Pythia-160M Deception Behavioral SAEs

36 Sparse Autoencoders trained on residual stream activations from EleutherAI/pythia-160m (160M parameter GPT-NeoX architecture base model from the Pythia scaling suite), capturing behavioral deception signals via same-prompt temperature sampling.

Part of the cross-model deception SAE study: Solshine/deception-behavioral-saes-saelens (9 models, 348 total SAEs).

What's in This Repo

  • 36 SAEs across 6 layers (L1, L2, L4, L6, L8, L10)
  • 2 architectures: TopK (k=64), JumpReLU
  • 3 training conditions: mixed, deceptive_only, honest_only
  • Format: SAELens/Neuronpedia-compatible (safetensors + cfg.json)
  • Dimensions: d_in=768, d_sae=3072 (4x expansion)

Research Context

This is a follow-up to "The Secret Agenda: LLMs Strategically Lie Undetected by Current Safety Tools" (arXiv:2509.20393). Same-prompt behavioral sampling: a single ambiguous scenario prompt produces both deceptive and honest completions via temperature sampling, classified by Gemini 2.5 Flash. Pythia-160M is the only GPT-NeoX model in the study that is not a nanochat variant, providing an independent test of the GPT-NeoX architecture at small scale.

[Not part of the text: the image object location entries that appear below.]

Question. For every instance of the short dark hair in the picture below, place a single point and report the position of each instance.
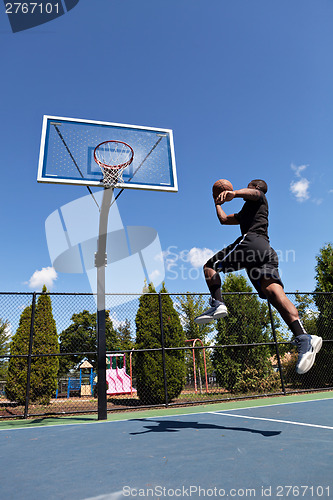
(260, 185)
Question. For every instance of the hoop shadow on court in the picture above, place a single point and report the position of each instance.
(177, 425)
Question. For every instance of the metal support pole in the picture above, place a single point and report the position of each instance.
(163, 350)
(276, 347)
(100, 263)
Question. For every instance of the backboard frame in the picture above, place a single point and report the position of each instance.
(44, 177)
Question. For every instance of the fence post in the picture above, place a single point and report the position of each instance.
(163, 350)
(276, 347)
(31, 338)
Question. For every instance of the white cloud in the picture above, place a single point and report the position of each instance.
(298, 170)
(199, 256)
(154, 275)
(300, 189)
(46, 276)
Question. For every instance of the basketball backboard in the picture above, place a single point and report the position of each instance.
(67, 154)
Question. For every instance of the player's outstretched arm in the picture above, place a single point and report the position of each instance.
(224, 218)
(248, 194)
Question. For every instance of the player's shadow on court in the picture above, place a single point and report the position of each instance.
(176, 426)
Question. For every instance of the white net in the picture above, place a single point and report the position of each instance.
(113, 157)
(112, 175)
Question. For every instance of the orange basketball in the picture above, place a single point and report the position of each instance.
(221, 185)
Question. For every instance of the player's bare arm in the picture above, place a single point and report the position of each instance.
(248, 194)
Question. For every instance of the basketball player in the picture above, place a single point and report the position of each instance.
(252, 252)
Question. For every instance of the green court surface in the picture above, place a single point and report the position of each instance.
(164, 412)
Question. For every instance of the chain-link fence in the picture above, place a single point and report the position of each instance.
(156, 354)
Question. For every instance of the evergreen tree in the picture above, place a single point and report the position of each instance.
(17, 367)
(149, 364)
(124, 336)
(241, 368)
(44, 369)
(189, 308)
(4, 347)
(81, 336)
(304, 303)
(321, 374)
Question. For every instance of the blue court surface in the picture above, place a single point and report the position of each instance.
(273, 448)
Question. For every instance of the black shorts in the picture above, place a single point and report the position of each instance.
(251, 252)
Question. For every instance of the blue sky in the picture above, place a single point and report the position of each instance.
(246, 87)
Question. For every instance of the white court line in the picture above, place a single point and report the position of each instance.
(100, 422)
(272, 420)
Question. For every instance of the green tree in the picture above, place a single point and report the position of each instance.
(190, 307)
(321, 375)
(81, 337)
(124, 336)
(44, 369)
(149, 364)
(304, 304)
(248, 368)
(17, 367)
(4, 348)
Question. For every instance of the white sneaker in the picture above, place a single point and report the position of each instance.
(308, 346)
(218, 310)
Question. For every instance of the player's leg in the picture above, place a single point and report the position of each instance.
(307, 345)
(218, 308)
(226, 260)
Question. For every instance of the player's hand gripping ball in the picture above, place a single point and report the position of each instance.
(220, 186)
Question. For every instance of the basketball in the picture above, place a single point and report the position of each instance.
(221, 185)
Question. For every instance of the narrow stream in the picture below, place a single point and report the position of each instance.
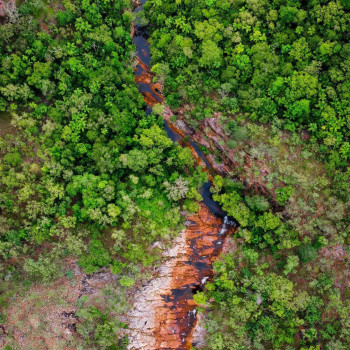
(206, 232)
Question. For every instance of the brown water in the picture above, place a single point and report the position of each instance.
(205, 233)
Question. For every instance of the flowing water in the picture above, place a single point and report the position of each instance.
(205, 233)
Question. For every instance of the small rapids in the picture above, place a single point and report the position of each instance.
(202, 240)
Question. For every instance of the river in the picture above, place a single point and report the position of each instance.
(202, 240)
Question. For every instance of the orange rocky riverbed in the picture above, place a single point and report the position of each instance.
(164, 315)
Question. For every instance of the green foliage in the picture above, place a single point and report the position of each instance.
(96, 257)
(307, 253)
(283, 194)
(279, 60)
(99, 329)
(257, 203)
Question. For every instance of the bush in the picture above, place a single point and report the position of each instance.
(307, 253)
(97, 257)
(13, 159)
(257, 203)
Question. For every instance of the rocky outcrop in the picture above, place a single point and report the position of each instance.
(164, 314)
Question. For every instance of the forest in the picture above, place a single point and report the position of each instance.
(86, 175)
(277, 75)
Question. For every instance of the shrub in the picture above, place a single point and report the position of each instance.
(307, 253)
(13, 159)
(257, 203)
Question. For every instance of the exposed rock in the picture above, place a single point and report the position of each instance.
(164, 312)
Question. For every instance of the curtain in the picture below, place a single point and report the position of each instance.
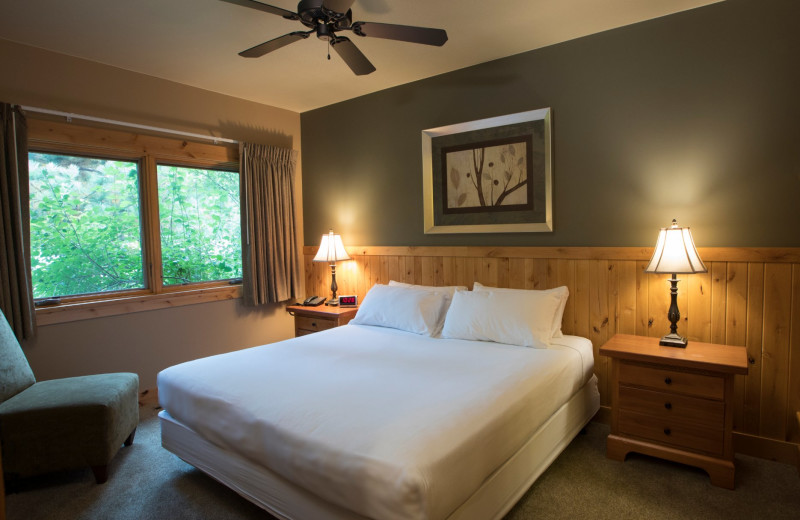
(270, 257)
(16, 293)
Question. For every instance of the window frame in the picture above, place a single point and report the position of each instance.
(54, 137)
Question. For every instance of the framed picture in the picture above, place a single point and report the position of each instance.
(489, 176)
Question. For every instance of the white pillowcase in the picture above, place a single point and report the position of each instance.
(449, 289)
(510, 317)
(413, 310)
(562, 292)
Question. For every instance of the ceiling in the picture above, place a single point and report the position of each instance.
(195, 42)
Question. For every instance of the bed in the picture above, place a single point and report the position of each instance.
(371, 421)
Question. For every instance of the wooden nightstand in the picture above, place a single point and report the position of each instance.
(308, 320)
(674, 403)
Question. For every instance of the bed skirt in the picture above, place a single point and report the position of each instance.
(285, 500)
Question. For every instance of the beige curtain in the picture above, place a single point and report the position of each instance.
(16, 294)
(271, 260)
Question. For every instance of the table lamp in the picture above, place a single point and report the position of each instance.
(675, 254)
(332, 250)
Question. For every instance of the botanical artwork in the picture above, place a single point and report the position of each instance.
(489, 178)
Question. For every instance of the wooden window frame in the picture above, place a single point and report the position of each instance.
(48, 136)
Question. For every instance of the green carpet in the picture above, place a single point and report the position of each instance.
(147, 482)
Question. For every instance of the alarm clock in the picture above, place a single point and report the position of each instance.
(348, 301)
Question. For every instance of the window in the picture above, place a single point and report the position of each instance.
(85, 232)
(122, 222)
(200, 224)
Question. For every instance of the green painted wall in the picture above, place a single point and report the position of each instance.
(694, 116)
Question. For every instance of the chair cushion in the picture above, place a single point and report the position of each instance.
(67, 423)
(15, 372)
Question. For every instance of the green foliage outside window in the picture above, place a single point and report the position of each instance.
(86, 228)
(84, 225)
(200, 224)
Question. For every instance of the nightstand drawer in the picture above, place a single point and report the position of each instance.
(304, 323)
(676, 433)
(671, 380)
(669, 406)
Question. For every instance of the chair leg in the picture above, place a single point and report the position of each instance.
(100, 473)
(129, 440)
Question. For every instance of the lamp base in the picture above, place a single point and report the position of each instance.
(673, 340)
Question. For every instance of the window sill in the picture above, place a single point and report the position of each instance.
(100, 308)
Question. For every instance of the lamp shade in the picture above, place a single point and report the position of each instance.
(331, 249)
(675, 252)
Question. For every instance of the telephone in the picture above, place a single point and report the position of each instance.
(313, 301)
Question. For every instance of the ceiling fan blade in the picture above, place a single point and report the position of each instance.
(265, 7)
(404, 33)
(354, 58)
(272, 45)
(337, 6)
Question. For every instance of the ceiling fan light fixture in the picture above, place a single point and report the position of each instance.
(326, 18)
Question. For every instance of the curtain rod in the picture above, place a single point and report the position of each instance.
(70, 116)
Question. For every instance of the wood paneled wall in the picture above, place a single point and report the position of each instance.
(749, 297)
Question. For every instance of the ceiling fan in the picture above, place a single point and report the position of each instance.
(328, 17)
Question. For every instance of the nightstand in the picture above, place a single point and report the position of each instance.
(308, 320)
(674, 403)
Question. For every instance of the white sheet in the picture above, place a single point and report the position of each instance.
(381, 422)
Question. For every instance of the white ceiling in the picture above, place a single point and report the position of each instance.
(195, 42)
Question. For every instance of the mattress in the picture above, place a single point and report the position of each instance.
(380, 422)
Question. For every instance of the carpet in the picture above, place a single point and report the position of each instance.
(148, 482)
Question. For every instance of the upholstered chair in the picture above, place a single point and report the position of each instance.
(61, 424)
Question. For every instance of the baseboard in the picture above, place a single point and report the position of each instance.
(603, 415)
(148, 403)
(744, 443)
(761, 447)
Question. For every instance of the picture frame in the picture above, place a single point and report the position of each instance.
(508, 156)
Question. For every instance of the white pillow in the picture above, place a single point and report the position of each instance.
(412, 310)
(562, 292)
(449, 289)
(510, 317)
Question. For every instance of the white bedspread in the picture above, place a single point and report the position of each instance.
(385, 423)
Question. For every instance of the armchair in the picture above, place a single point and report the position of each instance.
(61, 424)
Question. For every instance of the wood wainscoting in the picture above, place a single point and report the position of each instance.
(749, 297)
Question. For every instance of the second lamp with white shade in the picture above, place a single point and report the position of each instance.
(675, 254)
(331, 250)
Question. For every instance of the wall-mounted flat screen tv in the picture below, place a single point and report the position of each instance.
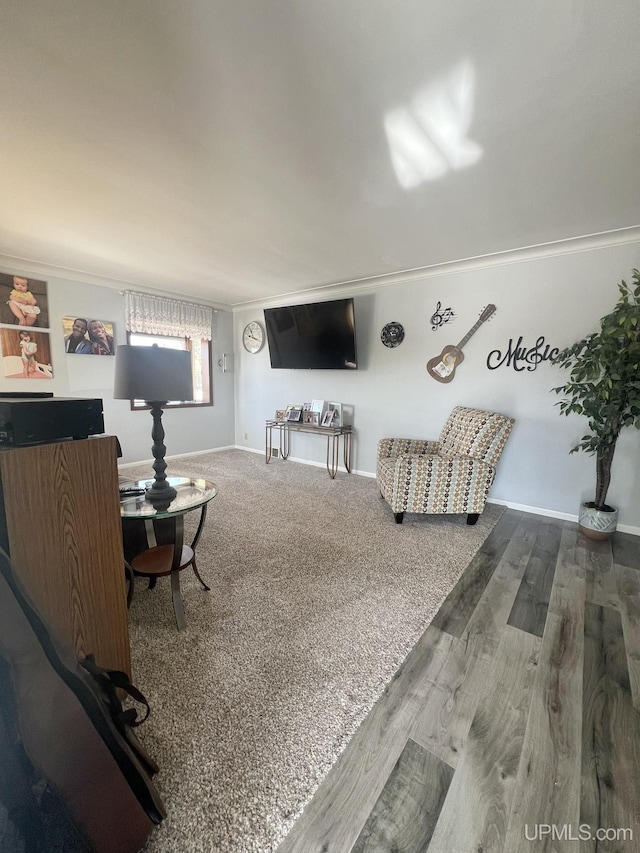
(319, 335)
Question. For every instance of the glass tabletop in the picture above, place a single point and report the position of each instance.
(191, 495)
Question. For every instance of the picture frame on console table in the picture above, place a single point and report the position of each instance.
(327, 418)
(337, 408)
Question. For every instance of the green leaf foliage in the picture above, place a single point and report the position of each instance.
(604, 381)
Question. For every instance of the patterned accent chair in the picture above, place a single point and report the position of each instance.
(451, 475)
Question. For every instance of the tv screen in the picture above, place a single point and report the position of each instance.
(319, 335)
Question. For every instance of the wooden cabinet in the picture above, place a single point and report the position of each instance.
(61, 523)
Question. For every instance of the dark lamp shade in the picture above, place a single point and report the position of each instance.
(153, 374)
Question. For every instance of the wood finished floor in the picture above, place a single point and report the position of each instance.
(514, 723)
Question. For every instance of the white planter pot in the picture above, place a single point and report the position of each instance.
(596, 523)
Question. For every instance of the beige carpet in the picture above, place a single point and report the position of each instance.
(316, 598)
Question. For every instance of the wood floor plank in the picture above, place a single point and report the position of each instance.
(461, 602)
(610, 791)
(547, 789)
(475, 812)
(404, 817)
(443, 723)
(626, 550)
(602, 587)
(529, 611)
(629, 596)
(487, 622)
(333, 819)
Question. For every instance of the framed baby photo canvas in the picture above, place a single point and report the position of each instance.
(23, 301)
(26, 354)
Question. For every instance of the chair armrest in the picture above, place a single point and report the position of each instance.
(391, 447)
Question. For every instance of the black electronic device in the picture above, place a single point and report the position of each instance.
(39, 420)
(318, 335)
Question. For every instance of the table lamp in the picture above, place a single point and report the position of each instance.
(156, 375)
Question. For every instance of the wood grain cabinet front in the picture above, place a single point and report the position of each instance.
(61, 527)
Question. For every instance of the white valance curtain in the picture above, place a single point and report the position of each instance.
(154, 315)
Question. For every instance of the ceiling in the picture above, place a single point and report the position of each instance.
(239, 150)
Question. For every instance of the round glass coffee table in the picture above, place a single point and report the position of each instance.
(172, 556)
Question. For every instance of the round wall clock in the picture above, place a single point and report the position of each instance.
(253, 337)
(392, 334)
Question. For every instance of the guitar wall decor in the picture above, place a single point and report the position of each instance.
(443, 366)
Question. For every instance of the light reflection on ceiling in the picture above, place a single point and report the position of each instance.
(429, 137)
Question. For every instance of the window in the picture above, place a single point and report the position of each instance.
(200, 365)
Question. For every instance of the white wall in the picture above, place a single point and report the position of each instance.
(560, 297)
(187, 430)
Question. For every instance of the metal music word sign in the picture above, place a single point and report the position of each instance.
(522, 358)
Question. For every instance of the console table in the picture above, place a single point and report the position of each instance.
(157, 559)
(333, 434)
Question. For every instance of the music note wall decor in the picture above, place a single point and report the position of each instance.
(440, 317)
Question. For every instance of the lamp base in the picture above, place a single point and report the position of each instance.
(160, 494)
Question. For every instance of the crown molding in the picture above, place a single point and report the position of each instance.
(26, 265)
(540, 251)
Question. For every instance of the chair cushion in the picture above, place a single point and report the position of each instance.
(473, 432)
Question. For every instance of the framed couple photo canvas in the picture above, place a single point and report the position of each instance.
(83, 336)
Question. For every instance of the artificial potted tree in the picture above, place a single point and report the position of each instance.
(604, 386)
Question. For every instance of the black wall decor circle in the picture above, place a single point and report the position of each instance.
(392, 334)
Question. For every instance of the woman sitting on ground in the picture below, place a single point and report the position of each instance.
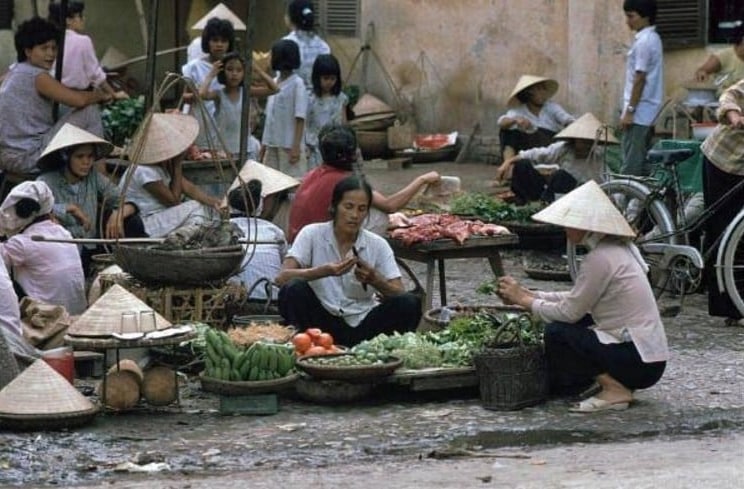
(607, 328)
(338, 146)
(48, 272)
(575, 157)
(27, 97)
(156, 185)
(79, 189)
(335, 271)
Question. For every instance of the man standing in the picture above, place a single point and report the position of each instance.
(644, 85)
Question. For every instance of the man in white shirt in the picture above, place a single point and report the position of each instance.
(644, 86)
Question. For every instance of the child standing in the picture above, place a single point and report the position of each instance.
(230, 72)
(327, 104)
(285, 113)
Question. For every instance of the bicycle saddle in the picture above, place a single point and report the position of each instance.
(668, 156)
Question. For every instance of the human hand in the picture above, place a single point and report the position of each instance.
(340, 267)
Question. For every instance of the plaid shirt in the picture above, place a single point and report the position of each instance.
(725, 146)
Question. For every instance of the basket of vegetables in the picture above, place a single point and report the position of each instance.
(511, 367)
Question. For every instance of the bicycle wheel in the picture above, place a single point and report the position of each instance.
(648, 215)
(730, 262)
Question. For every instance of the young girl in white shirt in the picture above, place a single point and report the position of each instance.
(284, 126)
(327, 104)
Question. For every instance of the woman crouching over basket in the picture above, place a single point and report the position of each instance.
(607, 328)
(156, 185)
(335, 271)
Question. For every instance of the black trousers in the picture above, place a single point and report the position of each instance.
(300, 307)
(575, 356)
(715, 184)
(518, 140)
(530, 185)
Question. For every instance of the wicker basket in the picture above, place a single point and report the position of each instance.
(179, 267)
(512, 378)
(432, 321)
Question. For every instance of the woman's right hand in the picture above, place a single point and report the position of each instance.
(340, 267)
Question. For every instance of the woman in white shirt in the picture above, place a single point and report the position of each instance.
(607, 328)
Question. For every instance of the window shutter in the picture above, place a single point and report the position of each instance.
(337, 17)
(681, 23)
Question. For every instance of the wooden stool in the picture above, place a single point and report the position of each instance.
(9, 179)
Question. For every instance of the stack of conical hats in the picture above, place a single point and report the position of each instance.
(41, 397)
(103, 318)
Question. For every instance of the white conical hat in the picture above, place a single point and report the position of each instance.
(71, 135)
(588, 208)
(272, 181)
(526, 81)
(161, 136)
(221, 12)
(587, 127)
(42, 391)
(104, 317)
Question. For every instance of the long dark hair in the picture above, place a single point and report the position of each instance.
(326, 65)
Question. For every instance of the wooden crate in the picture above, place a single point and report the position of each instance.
(208, 304)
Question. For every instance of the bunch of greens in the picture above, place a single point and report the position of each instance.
(490, 209)
(121, 118)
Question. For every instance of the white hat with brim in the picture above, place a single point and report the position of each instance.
(221, 12)
(40, 392)
(103, 317)
(526, 81)
(587, 208)
(161, 136)
(70, 135)
(587, 127)
(272, 181)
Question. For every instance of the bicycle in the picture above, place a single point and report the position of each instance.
(654, 207)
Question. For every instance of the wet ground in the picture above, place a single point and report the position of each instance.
(701, 394)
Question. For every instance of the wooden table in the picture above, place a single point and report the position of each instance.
(444, 249)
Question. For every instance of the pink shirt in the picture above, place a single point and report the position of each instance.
(48, 272)
(80, 66)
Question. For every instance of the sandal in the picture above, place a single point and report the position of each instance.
(595, 404)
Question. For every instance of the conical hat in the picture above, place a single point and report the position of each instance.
(162, 136)
(104, 317)
(272, 181)
(42, 391)
(369, 104)
(588, 208)
(587, 127)
(70, 135)
(221, 12)
(113, 58)
(526, 81)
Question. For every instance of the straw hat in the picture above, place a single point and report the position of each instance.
(70, 135)
(221, 12)
(587, 127)
(39, 391)
(369, 104)
(588, 208)
(162, 136)
(526, 81)
(272, 181)
(104, 317)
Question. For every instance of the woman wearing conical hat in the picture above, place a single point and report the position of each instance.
(156, 185)
(532, 119)
(607, 328)
(79, 189)
(576, 158)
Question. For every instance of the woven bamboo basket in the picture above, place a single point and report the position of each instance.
(512, 378)
(432, 318)
(179, 267)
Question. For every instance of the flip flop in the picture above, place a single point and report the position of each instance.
(594, 404)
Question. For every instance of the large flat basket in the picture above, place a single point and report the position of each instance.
(179, 267)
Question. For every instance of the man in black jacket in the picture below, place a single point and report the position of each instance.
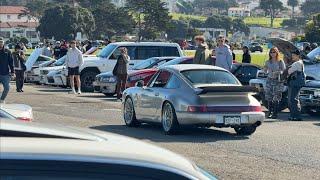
(19, 66)
(6, 69)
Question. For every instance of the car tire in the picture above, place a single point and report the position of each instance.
(129, 114)
(245, 130)
(109, 94)
(87, 79)
(169, 120)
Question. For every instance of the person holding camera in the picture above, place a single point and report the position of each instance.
(6, 70)
(296, 81)
(19, 67)
(274, 67)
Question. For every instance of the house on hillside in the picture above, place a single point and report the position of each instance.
(238, 12)
(14, 24)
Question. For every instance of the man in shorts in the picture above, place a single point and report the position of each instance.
(74, 60)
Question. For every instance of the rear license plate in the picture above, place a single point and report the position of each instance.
(232, 120)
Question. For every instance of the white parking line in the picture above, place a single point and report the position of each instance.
(112, 109)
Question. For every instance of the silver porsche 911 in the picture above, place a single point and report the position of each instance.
(198, 95)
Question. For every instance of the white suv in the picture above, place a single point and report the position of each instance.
(107, 58)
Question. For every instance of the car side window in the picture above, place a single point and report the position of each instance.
(145, 52)
(131, 52)
(161, 80)
(169, 51)
(173, 83)
(188, 61)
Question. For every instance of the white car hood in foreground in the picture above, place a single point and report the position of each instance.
(18, 110)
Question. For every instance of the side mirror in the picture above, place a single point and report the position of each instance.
(140, 83)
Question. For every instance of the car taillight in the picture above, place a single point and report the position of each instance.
(202, 108)
(24, 119)
(222, 109)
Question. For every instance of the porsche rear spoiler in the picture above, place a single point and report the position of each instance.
(233, 89)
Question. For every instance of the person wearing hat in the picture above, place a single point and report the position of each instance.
(296, 80)
(246, 57)
(274, 67)
(19, 67)
(203, 54)
(6, 69)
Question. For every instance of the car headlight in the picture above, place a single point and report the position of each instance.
(108, 79)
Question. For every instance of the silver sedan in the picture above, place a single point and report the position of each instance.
(198, 95)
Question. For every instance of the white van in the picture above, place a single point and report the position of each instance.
(107, 58)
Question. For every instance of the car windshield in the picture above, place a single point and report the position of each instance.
(313, 54)
(106, 51)
(145, 64)
(173, 62)
(203, 76)
(60, 61)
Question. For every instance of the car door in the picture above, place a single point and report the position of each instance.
(151, 96)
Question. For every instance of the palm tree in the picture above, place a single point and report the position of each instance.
(293, 3)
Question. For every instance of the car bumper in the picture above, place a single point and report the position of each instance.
(32, 78)
(215, 119)
(56, 80)
(104, 87)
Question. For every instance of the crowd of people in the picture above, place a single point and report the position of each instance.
(13, 65)
(278, 72)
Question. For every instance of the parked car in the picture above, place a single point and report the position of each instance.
(33, 76)
(106, 82)
(138, 51)
(312, 67)
(214, 98)
(38, 151)
(253, 47)
(245, 72)
(310, 97)
(18, 111)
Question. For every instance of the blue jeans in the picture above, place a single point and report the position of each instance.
(293, 96)
(5, 81)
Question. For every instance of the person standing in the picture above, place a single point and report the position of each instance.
(19, 67)
(47, 51)
(246, 57)
(56, 50)
(223, 54)
(121, 71)
(6, 69)
(74, 60)
(274, 67)
(296, 81)
(63, 48)
(203, 54)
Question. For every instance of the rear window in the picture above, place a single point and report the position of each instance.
(198, 77)
(170, 51)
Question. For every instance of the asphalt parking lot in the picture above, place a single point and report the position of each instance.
(279, 149)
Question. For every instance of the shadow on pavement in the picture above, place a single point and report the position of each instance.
(154, 133)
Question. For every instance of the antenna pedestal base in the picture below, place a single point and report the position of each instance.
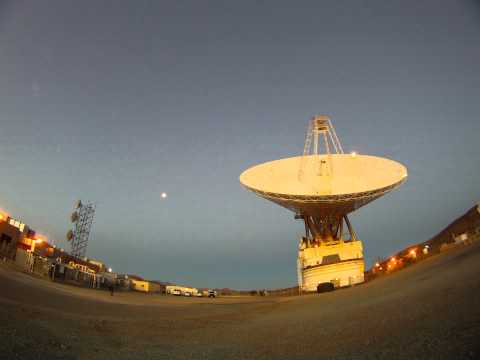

Code: SolshineCode/deception-nanochat-sae-research

Key Findings β€” Pythia-160M

Pythia-160M is the most anomalous model in terms of layer profile β€” the only one with a monotonically decreasing deception signal, and one of the strongest SAE-helps results.

Metric Value
Peak layer L0 (0% depth β€” embedding layer)
Peak balanced accuracy 66.0%
Peak AUROC 0.696
Best SAE probe accuracy 72.2% (pythia160m_jumprelu_L2_honest_only)
SAEs beating raw baseline 18/36 (50%) β€” SAEs help, tied-best rate in study

Monotonically decreasing signal β€” opposite of all other models: Every other model with above-chance probe accuracy shows a peak at some intermediate layer and declines toward the output. Pythia-160M is the sole model where the signal is strongest at the embedding layer (L0, 66.0%) and decreases monotonically through the network. By Layer 10, the raw probe is near chance. The hypothesis is that at 160M parameters, the model lacks the capacity to develop processing depth for deception, and what the probe detects at L0 is primarily token pattern recognition (which characters appear in social deduction prompts) rather than genuine behavioral encoding.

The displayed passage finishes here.